These reforms would require the work of thousands of political actors at the local level, aggressive maneuvering from lawmakers on Capitol Hill, and, very likely, a president willing to offer support. Not all of them will come to pass. But the scale of this movement is enormous. The nationwide demonstrations could carry on for days or weeks—maybe even through November, organizers told me. And yesterday’s protest in Washington may have just been a dress rehearsal for a massive March on Washington in August.
Thousands converged on D.C. yesterday, their ranks filling the hot concrete expanse before the Capitol building, and surrounding the reflecting pool near the Lincoln Memorial. In front of Lafayette Square, as close as protesters could get to the highly fortified White House, the atmosphere wasn’t nearly as tense as it had been earlier in the week, when peaceful demonstrators were teargassed and fired upon with rubber bullets to make way for President Donald Trump’s photo op outside St. John’s Church.

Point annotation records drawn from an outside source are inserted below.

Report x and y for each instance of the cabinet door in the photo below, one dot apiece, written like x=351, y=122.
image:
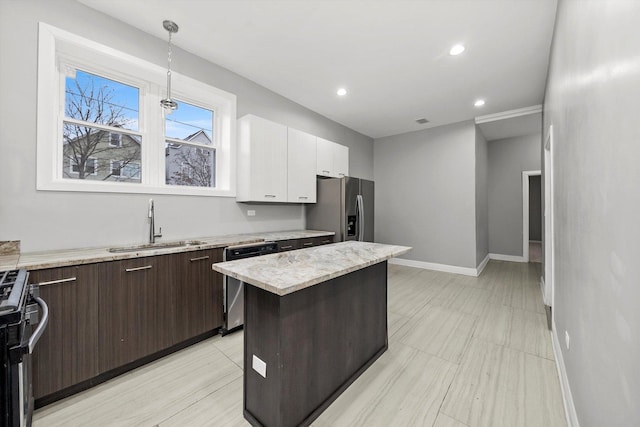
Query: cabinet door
x=198, y=294
x=262, y=165
x=324, y=157
x=324, y=240
x=137, y=310
x=66, y=353
x=301, y=167
x=340, y=160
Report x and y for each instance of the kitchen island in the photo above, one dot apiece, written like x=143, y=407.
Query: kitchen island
x=315, y=319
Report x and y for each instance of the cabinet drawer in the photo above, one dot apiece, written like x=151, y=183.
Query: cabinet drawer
x=324, y=240
x=288, y=245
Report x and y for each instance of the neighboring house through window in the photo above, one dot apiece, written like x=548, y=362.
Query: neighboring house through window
x=105, y=145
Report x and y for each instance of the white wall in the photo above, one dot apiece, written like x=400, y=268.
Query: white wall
x=56, y=220
x=425, y=193
x=508, y=158
x=592, y=102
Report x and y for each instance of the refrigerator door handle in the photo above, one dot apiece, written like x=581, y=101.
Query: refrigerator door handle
x=360, y=205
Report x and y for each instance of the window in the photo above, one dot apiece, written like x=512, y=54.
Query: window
x=82, y=169
x=110, y=133
x=190, y=155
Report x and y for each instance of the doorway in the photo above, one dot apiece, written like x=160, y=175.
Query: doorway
x=548, y=277
x=531, y=216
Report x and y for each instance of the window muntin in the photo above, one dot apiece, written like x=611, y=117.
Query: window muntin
x=115, y=139
x=190, y=159
x=92, y=98
x=88, y=167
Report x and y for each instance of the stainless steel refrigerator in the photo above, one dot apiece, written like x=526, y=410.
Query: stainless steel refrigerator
x=345, y=206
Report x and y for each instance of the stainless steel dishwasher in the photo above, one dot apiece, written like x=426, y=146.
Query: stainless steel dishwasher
x=233, y=295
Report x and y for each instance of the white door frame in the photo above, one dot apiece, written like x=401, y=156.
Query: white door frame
x=525, y=212
x=549, y=246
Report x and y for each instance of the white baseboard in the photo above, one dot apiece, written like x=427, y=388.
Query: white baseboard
x=482, y=265
x=567, y=398
x=467, y=271
x=512, y=258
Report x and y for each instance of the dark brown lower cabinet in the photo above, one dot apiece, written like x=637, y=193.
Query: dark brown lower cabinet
x=66, y=354
x=107, y=317
x=137, y=310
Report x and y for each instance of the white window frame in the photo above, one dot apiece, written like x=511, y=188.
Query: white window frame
x=59, y=51
x=111, y=163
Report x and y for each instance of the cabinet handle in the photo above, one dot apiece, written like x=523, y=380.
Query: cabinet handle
x=146, y=267
x=55, y=282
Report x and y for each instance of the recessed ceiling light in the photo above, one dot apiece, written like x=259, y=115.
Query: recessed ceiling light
x=456, y=50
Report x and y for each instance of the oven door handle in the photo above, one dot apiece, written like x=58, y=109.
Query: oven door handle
x=41, y=325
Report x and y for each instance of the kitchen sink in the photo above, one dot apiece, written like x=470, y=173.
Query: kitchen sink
x=159, y=245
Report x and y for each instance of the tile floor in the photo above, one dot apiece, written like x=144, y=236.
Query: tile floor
x=463, y=351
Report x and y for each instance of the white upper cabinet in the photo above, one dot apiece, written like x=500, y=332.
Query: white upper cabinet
x=262, y=160
x=301, y=167
x=332, y=159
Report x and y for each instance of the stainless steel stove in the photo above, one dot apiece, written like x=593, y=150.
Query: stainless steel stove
x=19, y=311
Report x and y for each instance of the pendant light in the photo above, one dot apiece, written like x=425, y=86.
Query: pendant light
x=168, y=103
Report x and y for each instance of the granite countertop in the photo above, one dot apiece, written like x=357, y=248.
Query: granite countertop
x=287, y=272
x=66, y=257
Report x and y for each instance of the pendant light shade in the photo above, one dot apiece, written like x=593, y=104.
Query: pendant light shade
x=168, y=103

Instead of police in riot gear lining 16th Street, a fleet of ice-cream trucks played jangly tunes. Volunteers pulled wagons carrying ice-cold bottled water, Welch’s Fruit Snacks, and Chipotle quesadillas wrapped in foil. Seemingly unending rows of sweaty people held up homemade signs reading SAY THEIR NAMES, I CAN’T BREATHE, and CHARGE THE COPS. Others danced the Macarena in a circle outside the St. Regis hotel, their feet pounding over the electric-yellow letters spelling out BLACK LIVES MATTER that Mayor Muriel Bowser had had painted along 16th Street the day before. (She also renamed the street Black Lives Matter Plaza.) When a few minutes of cool rain interrupted the 90-degree heat in the early afternoon, it felt as though the sky and the city were letting out a long, deep sigh.
“With the coronavirus and all the changes that have happened in 2020, it’s forced our world to change,” Marilyn Neale, a 28-year-old from nearby Prince George’s County, Maryland, told me, while she passed out water and Bomb Pops that she and a few friends had bought that morning at Costco. “Change for equality, for black people in America. Everyone has been woken up by 2020.”
Others I met felt less hopeful. James Gilmore, a recent graduate of Georgetown Law School, told me he was 20 years old the first time he had an encounter with police. After receiving a report of a stolen vehicle, officers in Kansas City, Missouri, pulled Gilmore over and forced him out of his brand-new car, holding a gun to his head, he told me. Because of his race, Gilmore explained, police assumed that the vehicle, with its temporary tags, was the stolen one. “It seems like more and more white people are using their influence and privilege to fight against these issues,” which means the country is making progress, Gilmore said. But this “doesn’t feel like a turning point; it just seems like a continuum to me.”